08-12-2019 11:33 AM
Hello,
My question concerns the Application Board 2.0 Bluetooth with a BMX055 shuttle board. I tried out some measurements with only the accelerometer on (gyroscope and magnetometer are in suspended mode). When the application board is connected to the laptop via the USB port, all readings are recorded correctly in the Development Desktop software. However, when the Bluetooth connection between the application board and the laptop is used (instead of the USB connection), the software records only about 10% of the readings, the remaining 90% seem to be lost. This is the case even with a small distance between the laptop and the application board. I am wondering which settings need to be made so that all measured values can be transmitted via the Bluetooth connection. Unfortunately, a reduction of the measurement resolution is not an option as I need high resolution. Thank you in advance.
08-15-2019 04:33 PM
03-19-2021 05:35 PM
Hi ChrisA
How did you get the bluetooth to work? My board is not discoverable by any device via bluetooth and I want to connect remotely.
Thanks for any help.
03-19-2021 06:37 PM
LMAO at germany.
Apparently, my board is the bluetooth device "Amp'ed Up!" and that name appears nowhere in the documentation.

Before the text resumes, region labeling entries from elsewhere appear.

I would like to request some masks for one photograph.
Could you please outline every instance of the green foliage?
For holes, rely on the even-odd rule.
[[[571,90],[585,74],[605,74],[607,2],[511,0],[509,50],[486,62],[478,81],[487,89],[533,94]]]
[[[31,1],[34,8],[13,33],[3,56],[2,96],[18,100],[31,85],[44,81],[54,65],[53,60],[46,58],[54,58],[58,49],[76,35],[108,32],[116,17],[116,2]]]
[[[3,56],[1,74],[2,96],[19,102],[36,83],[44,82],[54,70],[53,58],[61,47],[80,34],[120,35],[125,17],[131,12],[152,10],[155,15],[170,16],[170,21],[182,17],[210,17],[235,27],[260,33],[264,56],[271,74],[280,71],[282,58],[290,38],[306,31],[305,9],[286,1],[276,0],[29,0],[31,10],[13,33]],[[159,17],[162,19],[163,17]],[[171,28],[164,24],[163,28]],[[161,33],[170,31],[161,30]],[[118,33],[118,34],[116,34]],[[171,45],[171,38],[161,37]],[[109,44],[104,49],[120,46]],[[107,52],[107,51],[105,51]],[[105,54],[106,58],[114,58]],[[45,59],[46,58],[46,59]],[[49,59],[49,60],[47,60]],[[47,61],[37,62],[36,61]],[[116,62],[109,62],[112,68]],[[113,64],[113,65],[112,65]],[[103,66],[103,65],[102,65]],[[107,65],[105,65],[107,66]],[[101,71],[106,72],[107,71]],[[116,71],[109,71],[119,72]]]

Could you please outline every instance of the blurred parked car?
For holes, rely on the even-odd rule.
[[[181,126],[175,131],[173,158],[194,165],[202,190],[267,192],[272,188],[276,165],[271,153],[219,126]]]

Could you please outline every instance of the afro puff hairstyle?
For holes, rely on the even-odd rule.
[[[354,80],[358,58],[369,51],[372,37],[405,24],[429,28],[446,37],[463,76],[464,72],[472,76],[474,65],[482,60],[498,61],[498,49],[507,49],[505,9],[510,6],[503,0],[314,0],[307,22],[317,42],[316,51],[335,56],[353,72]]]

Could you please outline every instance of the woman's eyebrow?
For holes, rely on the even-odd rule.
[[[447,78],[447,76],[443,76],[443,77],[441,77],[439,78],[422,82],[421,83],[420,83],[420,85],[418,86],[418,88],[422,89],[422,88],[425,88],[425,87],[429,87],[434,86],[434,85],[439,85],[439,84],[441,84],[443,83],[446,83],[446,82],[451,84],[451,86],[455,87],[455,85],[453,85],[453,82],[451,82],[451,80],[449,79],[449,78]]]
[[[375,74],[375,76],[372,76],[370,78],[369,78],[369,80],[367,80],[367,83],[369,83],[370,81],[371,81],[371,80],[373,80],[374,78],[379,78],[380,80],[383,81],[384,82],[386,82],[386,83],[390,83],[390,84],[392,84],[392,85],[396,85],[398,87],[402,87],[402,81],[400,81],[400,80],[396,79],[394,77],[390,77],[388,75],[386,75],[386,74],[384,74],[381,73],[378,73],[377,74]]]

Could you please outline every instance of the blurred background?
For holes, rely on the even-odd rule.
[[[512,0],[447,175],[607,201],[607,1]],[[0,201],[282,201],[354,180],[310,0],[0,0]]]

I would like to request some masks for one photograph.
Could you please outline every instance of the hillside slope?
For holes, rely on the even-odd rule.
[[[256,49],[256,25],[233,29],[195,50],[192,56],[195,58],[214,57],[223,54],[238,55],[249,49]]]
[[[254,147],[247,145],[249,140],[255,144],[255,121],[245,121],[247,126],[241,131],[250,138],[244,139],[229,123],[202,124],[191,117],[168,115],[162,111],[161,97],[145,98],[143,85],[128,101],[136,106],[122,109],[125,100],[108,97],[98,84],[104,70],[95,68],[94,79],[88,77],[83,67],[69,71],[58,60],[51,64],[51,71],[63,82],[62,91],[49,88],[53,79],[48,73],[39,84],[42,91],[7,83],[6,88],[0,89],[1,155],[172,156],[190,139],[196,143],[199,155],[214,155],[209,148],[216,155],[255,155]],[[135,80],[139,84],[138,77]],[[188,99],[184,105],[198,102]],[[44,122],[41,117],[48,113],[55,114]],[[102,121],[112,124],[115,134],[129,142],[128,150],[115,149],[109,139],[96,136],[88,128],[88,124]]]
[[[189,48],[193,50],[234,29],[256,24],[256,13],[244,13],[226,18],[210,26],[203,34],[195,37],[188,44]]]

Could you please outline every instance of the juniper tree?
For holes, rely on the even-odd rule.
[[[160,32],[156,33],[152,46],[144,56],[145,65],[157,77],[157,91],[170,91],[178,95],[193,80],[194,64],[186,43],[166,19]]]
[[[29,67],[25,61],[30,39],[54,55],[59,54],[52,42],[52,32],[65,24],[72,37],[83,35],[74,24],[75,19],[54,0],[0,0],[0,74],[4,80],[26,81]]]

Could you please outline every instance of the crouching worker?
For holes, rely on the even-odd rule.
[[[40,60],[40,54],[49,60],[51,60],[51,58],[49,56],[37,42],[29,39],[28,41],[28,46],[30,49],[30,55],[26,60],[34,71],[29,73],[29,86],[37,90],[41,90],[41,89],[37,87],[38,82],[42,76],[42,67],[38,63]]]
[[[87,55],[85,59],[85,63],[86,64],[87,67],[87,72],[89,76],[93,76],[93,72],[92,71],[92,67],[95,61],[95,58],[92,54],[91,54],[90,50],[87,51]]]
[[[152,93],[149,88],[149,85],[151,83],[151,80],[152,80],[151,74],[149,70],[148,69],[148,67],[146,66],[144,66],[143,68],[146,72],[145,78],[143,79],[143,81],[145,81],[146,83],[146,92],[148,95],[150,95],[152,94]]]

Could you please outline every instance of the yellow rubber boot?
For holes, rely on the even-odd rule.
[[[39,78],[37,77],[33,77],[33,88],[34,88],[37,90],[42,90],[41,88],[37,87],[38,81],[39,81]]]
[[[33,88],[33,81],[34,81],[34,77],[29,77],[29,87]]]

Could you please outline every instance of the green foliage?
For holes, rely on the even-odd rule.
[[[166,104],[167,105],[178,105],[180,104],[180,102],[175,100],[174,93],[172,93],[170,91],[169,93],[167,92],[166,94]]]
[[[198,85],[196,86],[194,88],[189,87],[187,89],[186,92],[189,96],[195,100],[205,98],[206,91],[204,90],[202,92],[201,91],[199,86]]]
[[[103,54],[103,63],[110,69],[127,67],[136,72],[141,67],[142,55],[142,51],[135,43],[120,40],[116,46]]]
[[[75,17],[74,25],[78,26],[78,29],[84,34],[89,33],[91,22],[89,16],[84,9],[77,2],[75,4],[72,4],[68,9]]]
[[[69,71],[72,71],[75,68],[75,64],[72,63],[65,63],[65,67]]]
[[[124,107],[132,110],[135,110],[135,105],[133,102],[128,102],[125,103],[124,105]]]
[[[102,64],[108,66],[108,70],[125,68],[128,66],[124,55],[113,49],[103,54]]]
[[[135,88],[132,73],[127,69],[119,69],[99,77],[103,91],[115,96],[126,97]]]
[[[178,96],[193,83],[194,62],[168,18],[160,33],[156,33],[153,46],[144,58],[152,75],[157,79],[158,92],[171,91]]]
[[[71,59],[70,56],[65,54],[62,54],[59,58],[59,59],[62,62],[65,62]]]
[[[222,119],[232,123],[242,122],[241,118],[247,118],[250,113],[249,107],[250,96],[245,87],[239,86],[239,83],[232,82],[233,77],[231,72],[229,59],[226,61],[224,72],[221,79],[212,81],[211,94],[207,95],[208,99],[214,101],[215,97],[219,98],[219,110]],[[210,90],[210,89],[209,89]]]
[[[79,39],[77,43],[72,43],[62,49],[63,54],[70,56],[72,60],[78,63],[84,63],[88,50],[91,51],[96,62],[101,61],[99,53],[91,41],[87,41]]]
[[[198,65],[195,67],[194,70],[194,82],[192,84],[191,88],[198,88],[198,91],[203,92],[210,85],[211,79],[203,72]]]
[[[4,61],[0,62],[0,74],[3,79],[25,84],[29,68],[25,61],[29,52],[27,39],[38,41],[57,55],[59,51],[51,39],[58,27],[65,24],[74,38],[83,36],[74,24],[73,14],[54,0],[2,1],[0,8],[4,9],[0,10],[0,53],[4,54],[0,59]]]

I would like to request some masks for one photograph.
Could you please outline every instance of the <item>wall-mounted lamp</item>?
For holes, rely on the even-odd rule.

It seems the engineers decided to be "cutesy" and call the board something abstract and totally unrelated to the board itself - AND THEN NOT EVEN DOCUMENT IT!
My "mistake" was to look for the board name something related to "application" or "development" or even "bosch" but that never appeared, making the board seem undiscoverable.
I guess the engineers figure other engineers go around trying to connect to every bluetooth device that pops up. Not like that isn't a privacy concern or anything.
The only way i found this was to take the laptop and dev board to a clean room and that stupid "Amp'ed Up!" device followed, and I decided to try to connect to it.
It popped up a 5 digit code, but there was no way to confirm that either. What part of the board shows that code?
The last hurdle was that the board then added 2 com ports to windows, and I had to "trial and error" them to find the one that would communicate.
This doesn't seem like the product of competent engineers to me.
Competent engineers would a) make a name that is related in some way to the device, b) actually document the name used, and c) give some sort of indication on the com ports which one communicates to the sensor.
All in all, TWO WEEKS wasted trying to get bluetooth to connect for something as silly as "Amp'ed Up!" in the naming scheme.